Irongrip was quick. He charged straight ahead, and Fiben almost decided too late that the maneuver was a feint. He started to dodge to the left, and at barely the last moment changed directions, striking out with his trailing foot.

The blow did not finish in the satisfying crunch he’d hoped for, but Irongrip did cry out and reel away, holding his ribs. Unfortunately, Fiben was thrown off balance and could not follow up his brief opportunity. In seconds it was gone as Irongrip moved forward again, more warily this time, with murder written in his eyes.

Some days it just doesn’t pay to get out of bed, Fiben thought as they resumed circling.

Actually, today had begun when he awoke in the notch of a tree, a few miles outside the walls of Port Helenia, where plate ivy parachutes festooned the stripped branches of a winter-barren orchard…

Irongrip jabbed, then punched out with a hard right. Fiben ducked under his opponent’s arm and riposted with a backhand blow. It was blocked, and the bones of their forearms made a loud crack as they met.

… The Talon Soldiers had shown grudging courtesy, so he rode Tycho hard until he arrived at the old prison…

A fist whistled past Fiben’s ear like a cannonball. Fiben stepped inside the outstretched arm and swiveled to plant his elbow into his enemy’s exposed stomach.

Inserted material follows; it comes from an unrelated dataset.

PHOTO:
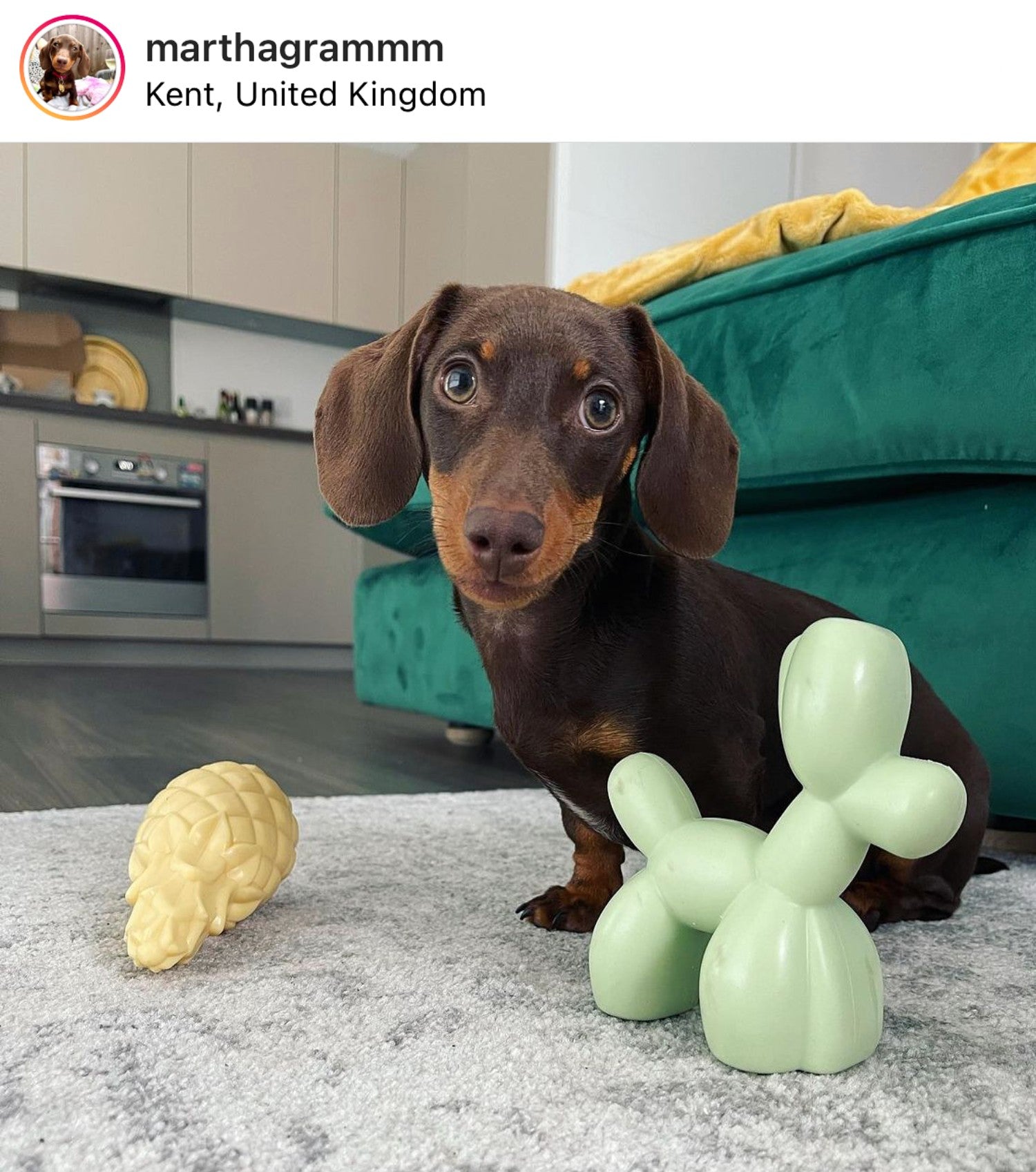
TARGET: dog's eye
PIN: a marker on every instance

… Staring at the abandoned room, he had known that there was very little time left. Tycho had galloped through the deserted streets, a flower dangling from his mouth…

The jab wasn’t hard enough. Worse, he was too slow to duck aside as Irongrip’s arm folded fast to come around to cross his throat.

… and the docks had been filled with chims — they lined the wharves, the buildings, the streets, staring…

A crushing constriction threatened to cut off his breath. Fiben crouched, dropping his right foot backward between his opponent’s legs. He tensed in one direction until Irongrip counterbalanced, then Fiben whirled and threw his weight the other way while he kicked out. Irongrip’s right leg slipped out from under him, and his own straining overbalance threw Fiben up and over. The Probationer’s incredible grasp held for an astonishing instant, tearing loose only along with shreds of Fiben’s flesh.

… He traded his horse for a boat, and headed across the bay, toward the barrier buoys…

Blood streamed from Fiben’s torn throat. The gash had missed his jugular vein by half an inch. He backed away when he saw how quickly Irongrip found his feet again. It was downright intimidating how fast the chen could move.

… He fought a mental battle with the buoys, earning — through reason — the right to pass through…

Irongrip bared his teeth, spread his long arms, and let out a blood-curdling shriek. The sight and sound seemed to pierce Fiben like a memory of battles fought long, long before chims ever flew starships, when intimidation had been half of any victory.

“You can do it, Fiben!” Robert Oneagle cried, countering Irongrip’s threat magic. “Come on, guy! Do it for Simon.”

Shit, Fiben thought. Typical human trick, guilt-tripping me!

Still, he managed to wipe away the momentary wave of doubt and grinned back at his enemy. “Sure, you can scream, but can you do this?”